I straighten my green necktie and bow to you,
then blush red as my suit
as you glide by in an artichoke's arms
under the rain of a thousand islands.
A parrot joke
A man had a parrot that could talk. Unfortunately, it swore a lot. In an effort to get the parrot to be quiet, he put him in a cupboard. The parrot continued swearing and after a while the man decided to put the bird in the freezer. Once inside the freezer, the parrot started swearing even more, until, after a few minutes, he suddenly became quiet. The man opened up the freezer and the parrot said, "I'm sorry, sir, it will never happen again." As the man took the bird out of the freezer he wondered what the difference was between the cupboard and the freezer. Just then, the parrot said, "So, uh, what'd the chicken do?"
About a dog
With two dogs sleeping on the futon beside me, I think of another dog, buried under a large stone in our backyard.
This poem appeared in Seven Beats a Second. It's a sentimental piece but dogs bring that out in me.
a dog we hardly knew
found just last week
in a busy parking lot,
she jumped into the car
when I opened the door
and didn't want to leave
so she rode home with me,
looking out the window
at everything we passed,
black eyes afire with
only days later,
with the quickness
of a winter night falling,
some dark disease
has came over her
and now her shimmering eyes
are dull and confused
she can no longer stand on her own
so we hold her in our arms,
wrapped in an old shirt of mine,
as she grows by the hour weaker
I checked on her a minute ago
and found her gone from the little nest
we made for her in a chair on the patio
I took a flashlight
from beneath the sink
and began to search the yard,
then quickly found her,
huddled against the fence
beneath some climbing ivy
she's been to that same place
three times today
it's the place she's chosen to die,
I think, so I left her there,
covered with towel for warmth,
giving her some comfort
at the lonely end
of her short puppy life
your stay with us so brief
we never settled on a name
And that's it for this time around. I'll be back next week with something special for Halloween.
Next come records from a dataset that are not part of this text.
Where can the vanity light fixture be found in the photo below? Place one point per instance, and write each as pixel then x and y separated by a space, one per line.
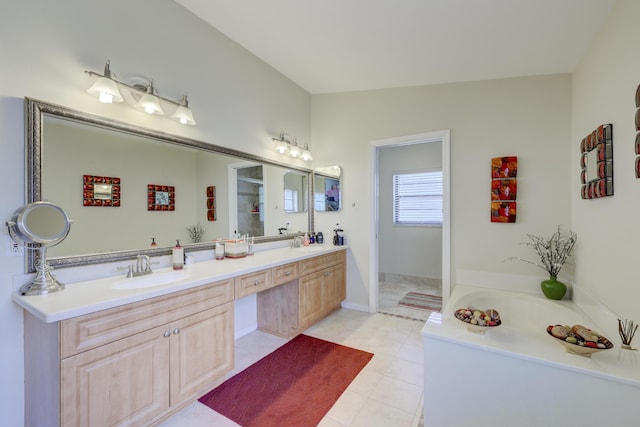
pixel 284 145
pixel 294 150
pixel 306 154
pixel 107 90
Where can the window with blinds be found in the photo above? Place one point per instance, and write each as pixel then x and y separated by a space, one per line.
pixel 417 198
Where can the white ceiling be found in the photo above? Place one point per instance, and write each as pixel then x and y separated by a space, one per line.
pixel 330 46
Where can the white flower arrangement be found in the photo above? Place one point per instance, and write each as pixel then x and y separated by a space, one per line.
pixel 195 233
pixel 553 252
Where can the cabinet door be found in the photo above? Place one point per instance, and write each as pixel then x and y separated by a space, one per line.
pixel 201 351
pixel 122 383
pixel 312 295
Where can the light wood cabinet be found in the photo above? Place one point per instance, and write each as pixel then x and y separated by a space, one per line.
pixel 133 364
pixel 252 283
pixel 289 309
pixel 320 294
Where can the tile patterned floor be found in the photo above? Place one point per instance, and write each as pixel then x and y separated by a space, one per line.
pixel 391 291
pixel 388 391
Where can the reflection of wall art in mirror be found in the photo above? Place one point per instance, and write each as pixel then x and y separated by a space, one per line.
pixel 52 131
pixel 100 191
pixel 596 161
pixel 504 189
pixel 161 198
pixel 211 203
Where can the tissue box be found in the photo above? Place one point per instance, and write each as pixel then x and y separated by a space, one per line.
pixel 235 248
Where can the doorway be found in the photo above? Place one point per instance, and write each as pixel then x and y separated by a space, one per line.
pixel 410 263
pixel 246 200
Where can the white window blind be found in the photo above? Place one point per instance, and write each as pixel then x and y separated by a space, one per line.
pixel 417 198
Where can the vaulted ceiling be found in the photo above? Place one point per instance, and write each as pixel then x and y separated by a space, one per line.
pixel 330 46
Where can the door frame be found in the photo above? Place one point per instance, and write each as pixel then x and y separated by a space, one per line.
pixel 444 137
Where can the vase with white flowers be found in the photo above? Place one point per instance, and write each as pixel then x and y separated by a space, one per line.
pixel 553 253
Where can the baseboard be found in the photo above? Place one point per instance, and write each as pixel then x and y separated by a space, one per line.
pixel 356 307
pixel 245 331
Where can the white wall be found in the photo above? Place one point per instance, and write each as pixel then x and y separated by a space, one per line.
pixel 528 117
pixel 238 101
pixel 604 88
pixel 407 250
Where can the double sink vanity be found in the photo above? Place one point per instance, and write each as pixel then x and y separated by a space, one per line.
pixel 131 351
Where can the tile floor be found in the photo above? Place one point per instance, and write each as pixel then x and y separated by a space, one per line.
pixel 393 288
pixel 388 392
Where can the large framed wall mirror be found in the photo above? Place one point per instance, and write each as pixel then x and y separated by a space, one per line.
pixel 327 189
pixel 65 145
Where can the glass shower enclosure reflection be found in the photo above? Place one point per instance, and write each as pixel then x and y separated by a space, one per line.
pixel 250 186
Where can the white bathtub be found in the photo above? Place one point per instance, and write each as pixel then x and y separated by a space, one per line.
pixel 517 375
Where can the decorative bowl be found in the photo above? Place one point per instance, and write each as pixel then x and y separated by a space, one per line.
pixel 581 347
pixel 478 321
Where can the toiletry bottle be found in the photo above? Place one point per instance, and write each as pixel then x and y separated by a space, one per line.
pixel 219 250
pixel 178 256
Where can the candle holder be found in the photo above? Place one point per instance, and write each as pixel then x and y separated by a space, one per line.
pixel 627 329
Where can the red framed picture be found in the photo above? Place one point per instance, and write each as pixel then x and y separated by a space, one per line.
pixel 100 191
pixel 211 203
pixel 161 197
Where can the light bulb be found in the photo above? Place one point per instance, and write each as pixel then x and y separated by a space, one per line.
pixel 105 98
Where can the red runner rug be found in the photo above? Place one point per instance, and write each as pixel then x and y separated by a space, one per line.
pixel 296 385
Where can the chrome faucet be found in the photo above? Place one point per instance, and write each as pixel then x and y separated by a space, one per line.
pixel 296 242
pixel 143 265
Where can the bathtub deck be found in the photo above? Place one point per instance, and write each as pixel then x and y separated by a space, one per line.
pixel 517 372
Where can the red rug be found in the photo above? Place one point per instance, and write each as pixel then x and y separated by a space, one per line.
pixel 296 385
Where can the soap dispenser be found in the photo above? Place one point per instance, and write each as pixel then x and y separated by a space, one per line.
pixel 178 256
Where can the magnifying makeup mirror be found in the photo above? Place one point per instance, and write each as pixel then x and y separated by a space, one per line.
pixel 38 226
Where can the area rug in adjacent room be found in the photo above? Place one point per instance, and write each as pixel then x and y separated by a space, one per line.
pixel 421 301
pixel 296 385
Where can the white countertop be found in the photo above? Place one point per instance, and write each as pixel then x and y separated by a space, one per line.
pixel 90 296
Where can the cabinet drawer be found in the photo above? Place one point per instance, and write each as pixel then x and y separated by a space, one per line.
pixel 92 330
pixel 318 263
pixel 285 273
pixel 252 283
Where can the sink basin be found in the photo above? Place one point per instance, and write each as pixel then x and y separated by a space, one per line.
pixel 311 248
pixel 151 280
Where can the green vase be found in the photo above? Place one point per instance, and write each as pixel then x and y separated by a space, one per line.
pixel 553 289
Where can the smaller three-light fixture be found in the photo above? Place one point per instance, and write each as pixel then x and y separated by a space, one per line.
pixel 284 145
pixel 142 97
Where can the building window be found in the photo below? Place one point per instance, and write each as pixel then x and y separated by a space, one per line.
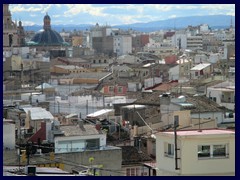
pixel 133 171
pixel 120 89
pixel 168 150
pixel 212 151
pixel 203 151
pixel 110 88
pixel 92 144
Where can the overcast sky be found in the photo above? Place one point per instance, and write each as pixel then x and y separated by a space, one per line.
pixel 112 14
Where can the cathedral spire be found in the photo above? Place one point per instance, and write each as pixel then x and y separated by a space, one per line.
pixel 46 22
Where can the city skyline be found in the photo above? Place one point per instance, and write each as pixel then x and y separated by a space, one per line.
pixel 112 14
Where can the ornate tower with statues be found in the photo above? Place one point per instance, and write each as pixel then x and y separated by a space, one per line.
pixel 13 35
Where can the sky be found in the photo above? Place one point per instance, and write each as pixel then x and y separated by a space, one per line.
pixel 112 14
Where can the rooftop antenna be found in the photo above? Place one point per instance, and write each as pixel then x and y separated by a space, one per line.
pixel 231 25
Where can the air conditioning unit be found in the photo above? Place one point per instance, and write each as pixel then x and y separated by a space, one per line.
pixel 30 170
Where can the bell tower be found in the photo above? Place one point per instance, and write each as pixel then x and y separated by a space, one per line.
pixel 46 22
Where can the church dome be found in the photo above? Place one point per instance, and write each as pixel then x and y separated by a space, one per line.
pixel 47 17
pixel 48 37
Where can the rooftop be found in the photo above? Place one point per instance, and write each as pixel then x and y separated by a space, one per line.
pixel 200 67
pixel 202 132
pixel 75 130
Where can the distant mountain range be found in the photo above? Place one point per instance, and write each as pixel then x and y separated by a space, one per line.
pixel 214 21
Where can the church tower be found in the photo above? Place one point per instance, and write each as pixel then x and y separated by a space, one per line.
pixel 46 22
pixel 10 30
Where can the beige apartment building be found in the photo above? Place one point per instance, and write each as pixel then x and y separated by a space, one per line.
pixel 205 152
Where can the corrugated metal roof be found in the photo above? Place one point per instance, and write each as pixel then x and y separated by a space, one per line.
pixel 99 113
pixel 200 67
pixel 38 113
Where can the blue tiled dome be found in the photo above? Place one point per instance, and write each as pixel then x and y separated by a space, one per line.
pixel 48 37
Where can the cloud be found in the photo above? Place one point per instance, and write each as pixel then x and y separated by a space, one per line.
pixel 75 9
pixel 28 23
pixel 20 8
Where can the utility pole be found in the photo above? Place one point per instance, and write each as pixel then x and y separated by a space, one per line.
pixel 176 124
pixel 28 152
pixel 86 107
( mini-rant addendum: I'm not exactly sure where in Big Bend Park the picture above was taken, but I think the little Mexican village you can see in the distance is Boquillas. Formerly accessible by way of a tiny, one-car, hand-poled ferry, residents of this village made a fair living, especially considering how godawful far they are from anything else in either Mexico or the US, selling craftwork to park visitors who crossed the river on the ferry. This small crossing was one of a number closed in the name of homeland security. Since no terrorist, alleged terrorist, unlawful combatant or Arab looking guy with shifty looking eyes who has been captured or killed in the United States in the name of homeland security came to the country by any means other than legal, you have to feel some sorry for these poor people who lost their principle means of subsistence as scapegoats for the bureaucratic ineptitude of the US government.)